Great points. Love Hina definitely introduced (or at least popularized) lots of now standard shonen harem tropes, especially studying and the "mystery girl".
I'd still consider Love Hina a "Magazine-style" harem, despite having some "Jump-style" elements like having a main love triangle within the harem. To me, the core structure of Love Hina is still based on Keitaro being the outsider (he's crashing into the girls' lives), whereas in "Jump-style" harem, the female lead is the outsider (Lala/Chitoge/etc is crashing into the Rito/Raku's life and making him re-evaluate his love for Haruna/Onodera/etc). In order words, "Magazine style" is about how the arrival of the male MC changes the status quo, whereas "Jump-style" is about how the arrival of the female lead changes the status quo. Eg To Love Ru's whole premise is built on how Lala's presence led to other aliens interfering with daily life.
The other big difference is that Love Hina and "Magazine-style" harems start with an extreme gender imbalance, which makes them very harem-y from chapter 1, whereas "Jump-style" harems seem like normal romcoms when they start. This baits in a lot of people who don't like harems and results in a lot of angry people later on who hate the series turning into a harem.

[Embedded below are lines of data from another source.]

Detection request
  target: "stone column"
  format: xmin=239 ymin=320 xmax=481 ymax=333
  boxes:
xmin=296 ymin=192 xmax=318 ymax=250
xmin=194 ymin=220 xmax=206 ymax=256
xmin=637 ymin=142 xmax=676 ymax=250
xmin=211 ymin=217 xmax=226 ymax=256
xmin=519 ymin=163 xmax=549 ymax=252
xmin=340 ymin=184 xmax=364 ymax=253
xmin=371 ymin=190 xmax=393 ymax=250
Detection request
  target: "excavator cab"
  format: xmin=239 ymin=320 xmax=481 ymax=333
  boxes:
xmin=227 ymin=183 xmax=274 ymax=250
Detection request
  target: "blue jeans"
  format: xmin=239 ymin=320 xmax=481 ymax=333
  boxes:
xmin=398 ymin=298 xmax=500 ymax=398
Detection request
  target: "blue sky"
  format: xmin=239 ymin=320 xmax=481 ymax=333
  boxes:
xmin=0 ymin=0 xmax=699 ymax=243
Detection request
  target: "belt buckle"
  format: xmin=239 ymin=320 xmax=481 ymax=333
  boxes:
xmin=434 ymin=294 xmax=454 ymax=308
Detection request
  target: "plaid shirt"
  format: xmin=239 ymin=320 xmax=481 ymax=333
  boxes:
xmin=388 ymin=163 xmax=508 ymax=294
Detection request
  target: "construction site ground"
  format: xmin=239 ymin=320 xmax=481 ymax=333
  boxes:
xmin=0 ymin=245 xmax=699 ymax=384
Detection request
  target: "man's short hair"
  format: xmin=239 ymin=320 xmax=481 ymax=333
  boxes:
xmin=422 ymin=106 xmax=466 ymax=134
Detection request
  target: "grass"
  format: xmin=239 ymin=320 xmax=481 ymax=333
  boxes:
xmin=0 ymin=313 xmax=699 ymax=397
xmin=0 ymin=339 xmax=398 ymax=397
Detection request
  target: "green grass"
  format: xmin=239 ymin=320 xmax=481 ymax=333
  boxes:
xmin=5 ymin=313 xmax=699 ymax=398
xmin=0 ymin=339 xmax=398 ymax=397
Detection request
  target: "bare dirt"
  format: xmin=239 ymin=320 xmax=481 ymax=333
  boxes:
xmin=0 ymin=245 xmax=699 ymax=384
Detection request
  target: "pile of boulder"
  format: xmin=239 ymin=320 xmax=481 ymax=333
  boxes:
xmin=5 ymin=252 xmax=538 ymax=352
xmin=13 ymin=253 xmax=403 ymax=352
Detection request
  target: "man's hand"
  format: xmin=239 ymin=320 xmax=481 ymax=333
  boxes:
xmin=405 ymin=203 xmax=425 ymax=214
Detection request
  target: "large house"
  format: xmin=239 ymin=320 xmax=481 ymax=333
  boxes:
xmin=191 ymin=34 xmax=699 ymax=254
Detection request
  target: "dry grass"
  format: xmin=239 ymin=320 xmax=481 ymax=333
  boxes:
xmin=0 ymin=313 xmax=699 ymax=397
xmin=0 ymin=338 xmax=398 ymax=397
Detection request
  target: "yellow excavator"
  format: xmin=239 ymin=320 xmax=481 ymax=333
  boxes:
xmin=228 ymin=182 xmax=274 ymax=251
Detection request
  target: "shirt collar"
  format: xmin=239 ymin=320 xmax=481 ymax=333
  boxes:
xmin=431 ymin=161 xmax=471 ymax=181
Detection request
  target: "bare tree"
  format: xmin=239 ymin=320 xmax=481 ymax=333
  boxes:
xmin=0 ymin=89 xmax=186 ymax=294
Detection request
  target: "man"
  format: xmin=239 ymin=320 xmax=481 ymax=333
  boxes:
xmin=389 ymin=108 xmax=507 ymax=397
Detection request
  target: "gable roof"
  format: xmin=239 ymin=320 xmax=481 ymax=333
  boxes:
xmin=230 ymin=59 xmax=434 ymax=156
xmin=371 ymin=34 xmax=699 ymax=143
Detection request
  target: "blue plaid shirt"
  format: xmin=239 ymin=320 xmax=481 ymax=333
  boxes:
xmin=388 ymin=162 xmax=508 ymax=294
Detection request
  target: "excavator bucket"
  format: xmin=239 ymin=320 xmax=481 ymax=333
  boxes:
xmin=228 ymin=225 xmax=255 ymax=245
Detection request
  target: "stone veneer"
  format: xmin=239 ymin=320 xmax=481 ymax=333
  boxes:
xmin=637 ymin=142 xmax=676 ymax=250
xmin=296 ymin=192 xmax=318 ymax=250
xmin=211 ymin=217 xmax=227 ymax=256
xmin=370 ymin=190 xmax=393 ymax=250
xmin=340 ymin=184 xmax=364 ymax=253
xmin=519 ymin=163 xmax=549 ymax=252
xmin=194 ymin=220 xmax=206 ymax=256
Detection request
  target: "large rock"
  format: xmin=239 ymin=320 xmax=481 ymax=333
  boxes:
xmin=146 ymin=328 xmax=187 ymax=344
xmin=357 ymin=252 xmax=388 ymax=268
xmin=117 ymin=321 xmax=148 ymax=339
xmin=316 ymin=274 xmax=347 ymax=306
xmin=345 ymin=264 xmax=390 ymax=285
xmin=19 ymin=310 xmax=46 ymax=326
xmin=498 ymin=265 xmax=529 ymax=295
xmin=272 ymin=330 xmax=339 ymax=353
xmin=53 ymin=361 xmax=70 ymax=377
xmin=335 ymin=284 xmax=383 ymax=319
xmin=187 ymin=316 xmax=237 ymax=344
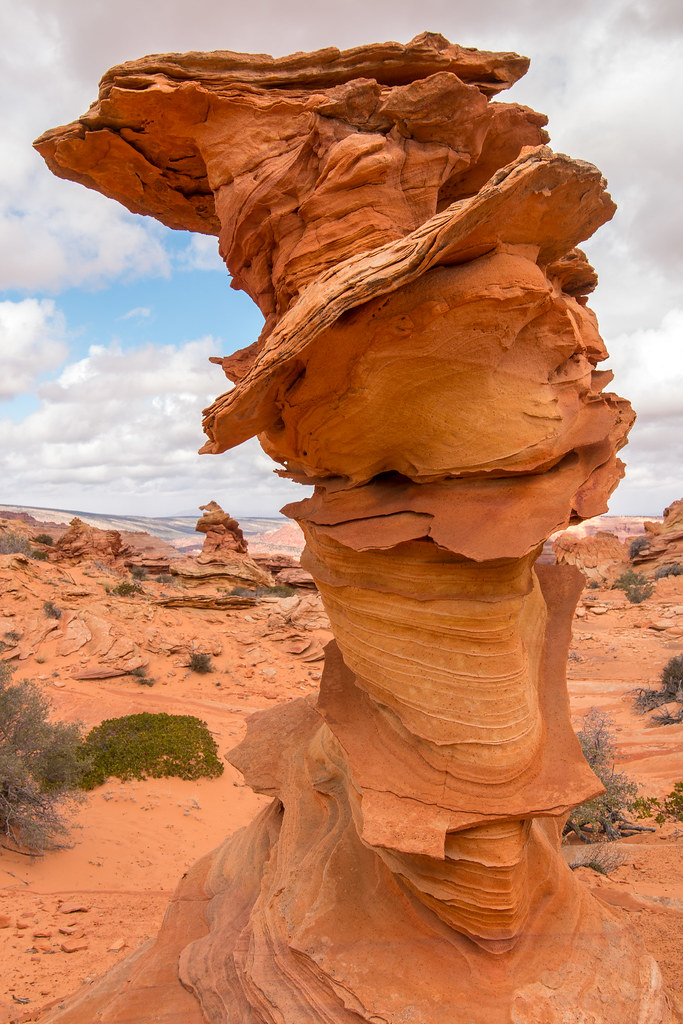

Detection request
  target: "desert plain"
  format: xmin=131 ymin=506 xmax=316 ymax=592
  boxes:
xmin=0 ymin=501 xmax=683 ymax=1024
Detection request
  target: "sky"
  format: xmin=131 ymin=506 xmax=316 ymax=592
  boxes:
xmin=0 ymin=0 xmax=683 ymax=516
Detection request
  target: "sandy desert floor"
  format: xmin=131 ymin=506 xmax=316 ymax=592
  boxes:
xmin=0 ymin=556 xmax=683 ymax=1024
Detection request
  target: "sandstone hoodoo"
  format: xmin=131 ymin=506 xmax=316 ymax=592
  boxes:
xmin=171 ymin=502 xmax=274 ymax=590
xmin=633 ymin=499 xmax=683 ymax=575
xmin=36 ymin=34 xmax=674 ymax=1024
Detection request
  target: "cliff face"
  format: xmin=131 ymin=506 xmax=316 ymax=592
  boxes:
xmin=36 ymin=34 xmax=673 ymax=1024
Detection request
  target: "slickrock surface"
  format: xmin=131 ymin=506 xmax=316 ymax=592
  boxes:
xmin=634 ymin=498 xmax=683 ymax=571
xmin=36 ymin=34 xmax=674 ymax=1024
xmin=553 ymin=530 xmax=630 ymax=583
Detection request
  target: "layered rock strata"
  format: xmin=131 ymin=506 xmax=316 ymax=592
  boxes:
xmin=633 ymin=499 xmax=683 ymax=572
xmin=36 ymin=34 xmax=673 ymax=1024
xmin=171 ymin=502 xmax=274 ymax=589
xmin=553 ymin=529 xmax=630 ymax=584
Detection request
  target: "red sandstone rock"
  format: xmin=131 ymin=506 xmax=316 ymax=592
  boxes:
xmin=50 ymin=516 xmax=123 ymax=565
xmin=171 ymin=502 xmax=274 ymax=593
xmin=195 ymin=502 xmax=247 ymax=562
xmin=36 ymin=28 xmax=674 ymax=1024
xmin=633 ymin=499 xmax=683 ymax=572
xmin=554 ymin=530 xmax=629 ymax=583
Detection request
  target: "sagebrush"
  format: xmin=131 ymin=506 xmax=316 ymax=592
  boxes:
xmin=0 ymin=663 xmax=88 ymax=853
xmin=83 ymin=712 xmax=223 ymax=790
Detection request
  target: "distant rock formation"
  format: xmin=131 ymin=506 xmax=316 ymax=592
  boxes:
xmin=171 ymin=502 xmax=274 ymax=593
xmin=633 ymin=499 xmax=683 ymax=572
xmin=50 ymin=516 xmax=123 ymax=565
xmin=553 ymin=530 xmax=630 ymax=584
xmin=48 ymin=516 xmax=179 ymax=574
xmin=36 ymin=33 xmax=674 ymax=1024
xmin=195 ymin=502 xmax=247 ymax=562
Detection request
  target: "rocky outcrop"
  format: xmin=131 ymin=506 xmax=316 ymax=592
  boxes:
xmin=553 ymin=530 xmax=630 ymax=584
xmin=50 ymin=516 xmax=123 ymax=565
xmin=36 ymin=34 xmax=673 ymax=1024
xmin=171 ymin=502 xmax=274 ymax=593
xmin=195 ymin=502 xmax=247 ymax=562
xmin=633 ymin=499 xmax=683 ymax=572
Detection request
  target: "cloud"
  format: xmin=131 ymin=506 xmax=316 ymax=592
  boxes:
xmin=176 ymin=234 xmax=227 ymax=273
xmin=609 ymin=309 xmax=683 ymax=514
xmin=0 ymin=337 xmax=305 ymax=515
xmin=0 ymin=299 xmax=69 ymax=400
xmin=117 ymin=306 xmax=152 ymax=319
xmin=0 ymin=0 xmax=683 ymax=512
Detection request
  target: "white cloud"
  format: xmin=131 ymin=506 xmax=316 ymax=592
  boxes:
xmin=0 ymin=0 xmax=683 ymax=512
xmin=0 ymin=299 xmax=69 ymax=400
xmin=177 ymin=234 xmax=227 ymax=273
xmin=117 ymin=306 xmax=152 ymax=319
xmin=0 ymin=337 xmax=305 ymax=515
xmin=609 ymin=309 xmax=683 ymax=514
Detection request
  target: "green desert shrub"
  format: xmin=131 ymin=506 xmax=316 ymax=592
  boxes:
xmin=654 ymin=562 xmax=683 ymax=580
xmin=564 ymin=708 xmax=642 ymax=843
xmin=0 ymin=663 xmax=87 ymax=853
xmin=83 ymin=712 xmax=223 ymax=790
xmin=0 ymin=530 xmax=31 ymax=555
xmin=569 ymin=843 xmax=624 ymax=874
xmin=111 ymin=580 xmax=144 ymax=597
xmin=129 ymin=665 xmax=155 ymax=686
xmin=633 ymin=654 xmax=683 ymax=725
xmin=612 ymin=569 xmax=654 ymax=604
xmin=629 ymin=537 xmax=650 ymax=560
xmin=631 ymin=782 xmax=683 ymax=824
xmin=185 ymin=650 xmax=213 ymax=675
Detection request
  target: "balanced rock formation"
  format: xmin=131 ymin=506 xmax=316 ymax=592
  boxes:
xmin=553 ymin=529 xmax=630 ymax=584
xmin=171 ymin=502 xmax=274 ymax=589
xmin=633 ymin=498 xmax=683 ymax=572
xmin=36 ymin=34 xmax=673 ymax=1024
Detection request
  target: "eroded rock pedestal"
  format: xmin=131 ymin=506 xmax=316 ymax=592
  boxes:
xmin=37 ymin=34 xmax=673 ymax=1024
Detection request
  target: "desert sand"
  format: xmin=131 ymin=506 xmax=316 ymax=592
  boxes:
xmin=0 ymin=524 xmax=683 ymax=1024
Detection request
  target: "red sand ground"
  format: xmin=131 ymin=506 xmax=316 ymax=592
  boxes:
xmin=0 ymin=556 xmax=683 ymax=1024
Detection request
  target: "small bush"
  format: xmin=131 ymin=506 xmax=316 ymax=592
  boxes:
xmin=612 ymin=569 xmax=654 ymax=604
xmin=629 ymin=536 xmax=650 ymax=561
xmin=631 ymin=782 xmax=683 ymax=824
xmin=654 ymin=562 xmax=683 ymax=580
xmin=0 ymin=664 xmax=87 ymax=853
xmin=633 ymin=654 xmax=683 ymax=725
xmin=83 ymin=712 xmax=223 ymax=790
xmin=569 ymin=843 xmax=624 ymax=874
xmin=185 ymin=650 xmax=213 ymax=675
xmin=564 ymin=708 xmax=641 ymax=843
xmin=129 ymin=665 xmax=155 ymax=686
xmin=0 ymin=530 xmax=31 ymax=555
xmin=110 ymin=580 xmax=144 ymax=597
xmin=256 ymin=583 xmax=296 ymax=597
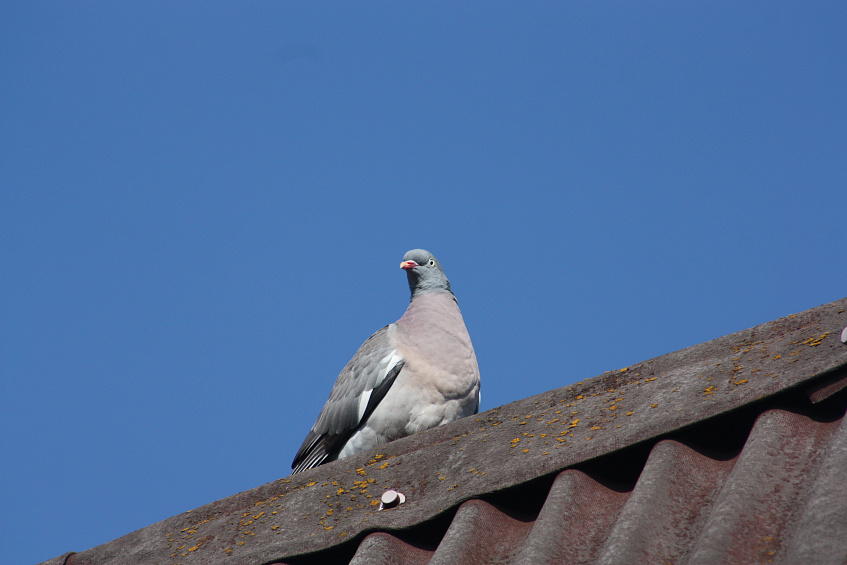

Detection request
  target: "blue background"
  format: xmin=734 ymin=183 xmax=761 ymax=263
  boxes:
xmin=0 ymin=1 xmax=847 ymax=564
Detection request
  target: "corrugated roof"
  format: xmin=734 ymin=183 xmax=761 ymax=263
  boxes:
xmin=46 ymin=299 xmax=847 ymax=565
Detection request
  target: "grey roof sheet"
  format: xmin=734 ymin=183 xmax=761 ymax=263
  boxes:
xmin=44 ymin=299 xmax=847 ymax=565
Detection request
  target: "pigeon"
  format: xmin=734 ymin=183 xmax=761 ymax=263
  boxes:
xmin=291 ymin=249 xmax=480 ymax=473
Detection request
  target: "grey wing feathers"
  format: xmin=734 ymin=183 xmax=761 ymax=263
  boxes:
xmin=291 ymin=325 xmax=403 ymax=473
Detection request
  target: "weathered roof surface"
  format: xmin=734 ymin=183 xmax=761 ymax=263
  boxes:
xmin=48 ymin=299 xmax=847 ymax=565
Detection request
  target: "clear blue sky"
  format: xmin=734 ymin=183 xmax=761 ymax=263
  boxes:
xmin=0 ymin=4 xmax=847 ymax=565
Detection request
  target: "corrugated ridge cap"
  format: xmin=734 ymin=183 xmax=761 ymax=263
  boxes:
xmin=51 ymin=299 xmax=847 ymax=564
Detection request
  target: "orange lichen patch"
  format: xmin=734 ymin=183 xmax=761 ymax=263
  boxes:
xmin=802 ymin=332 xmax=830 ymax=347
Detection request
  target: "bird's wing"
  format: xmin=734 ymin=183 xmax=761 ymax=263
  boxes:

I'd consider Love Hina the trope codifier for "Magazine-style" harems while Urusei Yatsura is the trope codifier of "Jump-style" harems for popularizing the styles, despite both not completely following them. In fact, "Jump-style" is perhaps a misnomer entirely, since it's really To Love Ru and Nisekoi that follow it strongly while many other Jump harems don't. Bokuben sort of shares some aspect of it (having 2 main heroines from the start), but there's no core love triangle nor a main "outsider" girl, so it doesn't capture the central tension that "Jump-style" harems are built on. Yuuna-san I'm not that familiar with, but doesn't seem to have any romantic tension at all either. Perhaps it's because Jump is abandoning romantic drama (and thus "Jump-style" harems) in its post-Nisekoi harems that Cuckoo and WSM were able to find an opening.